U.S. employers cut 11,000 jobs in November, the smallest loss since the start of the recession in December 2007, while the unemployment rate fell, the Labor Department said.

An improving labor market is considered crucial to a recovering economy.

It's just good news. It's a sign that things are improving and they are improving better than most people thought, and you've got to believe it's real, said Terry Morris, senior vice president and senior equity manager for National Penn Investors Trust Co in Reading, Pennsylvania.

The Dow Jones industrial average <.DJI> gained 123.26 points, or 1.19 percent, to 10,489.41. The Standard & Poor's 500 Index <.SPX> climbed 15.26 points, or 1.39 percent, to 1,115.18. The Nasdaq Composite Index <.IXIC> jumped 36.63 points, or 1.69 percent, to 2,209.77.

Further supporting the advance was a government report that indicated inventories at U.S. factories rose for the first time in over a year in October, while factory orders were up 0.6 percent.

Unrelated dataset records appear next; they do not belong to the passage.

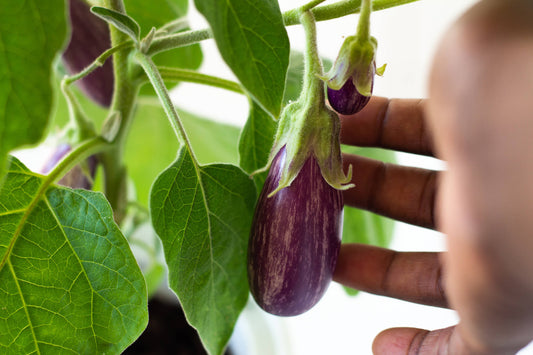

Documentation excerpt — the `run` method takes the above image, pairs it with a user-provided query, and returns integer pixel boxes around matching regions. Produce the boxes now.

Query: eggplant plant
[0,0,409,354]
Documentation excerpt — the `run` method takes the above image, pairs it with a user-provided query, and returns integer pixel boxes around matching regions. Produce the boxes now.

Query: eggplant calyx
[266,100,353,198]
[321,35,382,98]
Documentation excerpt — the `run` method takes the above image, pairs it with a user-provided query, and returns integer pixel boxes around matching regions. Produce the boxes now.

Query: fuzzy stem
[151,67,244,94]
[134,52,198,163]
[100,0,139,223]
[356,0,372,39]
[147,28,211,57]
[62,41,132,86]
[146,0,420,57]
[46,137,110,186]
[299,10,325,108]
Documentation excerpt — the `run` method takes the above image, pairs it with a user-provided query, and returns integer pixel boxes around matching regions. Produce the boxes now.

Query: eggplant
[63,0,114,107]
[247,147,343,316]
[42,143,97,190]
[327,77,372,116]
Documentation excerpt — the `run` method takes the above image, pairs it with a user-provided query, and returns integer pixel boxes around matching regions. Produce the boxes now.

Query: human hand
[333,1,533,354]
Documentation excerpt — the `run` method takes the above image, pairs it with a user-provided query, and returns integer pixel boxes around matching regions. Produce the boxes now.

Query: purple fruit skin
[327,79,371,116]
[63,0,114,107]
[247,147,343,316]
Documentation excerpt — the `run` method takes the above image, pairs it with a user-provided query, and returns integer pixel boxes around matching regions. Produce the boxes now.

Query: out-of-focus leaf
[0,1,68,182]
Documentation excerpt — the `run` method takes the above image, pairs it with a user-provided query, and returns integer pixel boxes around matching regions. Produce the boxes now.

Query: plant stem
[147,28,211,57]
[145,67,244,94]
[60,81,96,141]
[156,17,190,35]
[62,41,133,86]
[46,137,110,186]
[300,0,327,13]
[100,0,139,223]
[284,0,419,25]
[134,52,197,162]
[299,10,325,108]
[356,0,372,39]
[146,0,420,57]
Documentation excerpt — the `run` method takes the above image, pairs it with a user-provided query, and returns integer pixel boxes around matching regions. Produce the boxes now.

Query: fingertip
[372,327,429,355]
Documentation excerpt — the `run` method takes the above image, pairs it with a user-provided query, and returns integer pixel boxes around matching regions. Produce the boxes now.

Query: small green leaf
[0,0,68,181]
[340,146,396,296]
[91,6,141,42]
[0,157,148,353]
[150,147,256,355]
[194,0,290,118]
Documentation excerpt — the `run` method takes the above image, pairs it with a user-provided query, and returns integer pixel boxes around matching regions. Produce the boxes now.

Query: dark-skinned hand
[333,1,533,354]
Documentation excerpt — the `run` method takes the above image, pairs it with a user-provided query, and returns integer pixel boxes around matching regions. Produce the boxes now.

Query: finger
[372,325,521,355]
[340,96,435,157]
[343,154,437,229]
[373,327,459,355]
[333,244,447,308]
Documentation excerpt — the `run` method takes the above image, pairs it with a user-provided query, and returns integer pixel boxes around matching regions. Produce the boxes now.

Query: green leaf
[238,99,277,189]
[91,6,141,42]
[124,98,241,207]
[340,146,396,296]
[124,0,203,96]
[193,0,290,118]
[150,147,256,355]
[0,157,148,353]
[0,0,67,181]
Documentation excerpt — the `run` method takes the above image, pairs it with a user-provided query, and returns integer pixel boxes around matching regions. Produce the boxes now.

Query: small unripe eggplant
[247,147,343,316]
[62,0,114,107]
[327,76,372,116]
[42,143,97,190]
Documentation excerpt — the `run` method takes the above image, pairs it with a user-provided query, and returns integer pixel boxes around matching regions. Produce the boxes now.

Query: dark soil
[124,297,233,355]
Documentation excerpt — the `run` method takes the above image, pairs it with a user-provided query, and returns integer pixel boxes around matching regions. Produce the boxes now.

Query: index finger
[340,96,435,157]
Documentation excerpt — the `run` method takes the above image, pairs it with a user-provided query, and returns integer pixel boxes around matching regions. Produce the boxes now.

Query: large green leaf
[193,0,289,118]
[124,98,241,207]
[0,1,68,180]
[0,157,148,354]
[341,146,396,295]
[150,147,256,355]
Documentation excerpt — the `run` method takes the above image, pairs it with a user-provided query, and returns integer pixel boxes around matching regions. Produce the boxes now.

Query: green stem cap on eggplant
[267,98,353,197]
[321,0,385,115]
[322,35,386,115]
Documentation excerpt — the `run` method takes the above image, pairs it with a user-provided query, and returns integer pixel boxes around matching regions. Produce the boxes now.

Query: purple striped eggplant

The rally was broad-based, with all 10 S&P sectors up, led by a 2 percent gain in the S&P Industrials index <.GSPI>.

Bank of America Corp shares rose 1.5 percent to $15.99 a day after the bank said it sold more than $19 billion in equity amid strong investor interest as it raced to shed government regulatory curbs that have stymied its search for a new chief executive.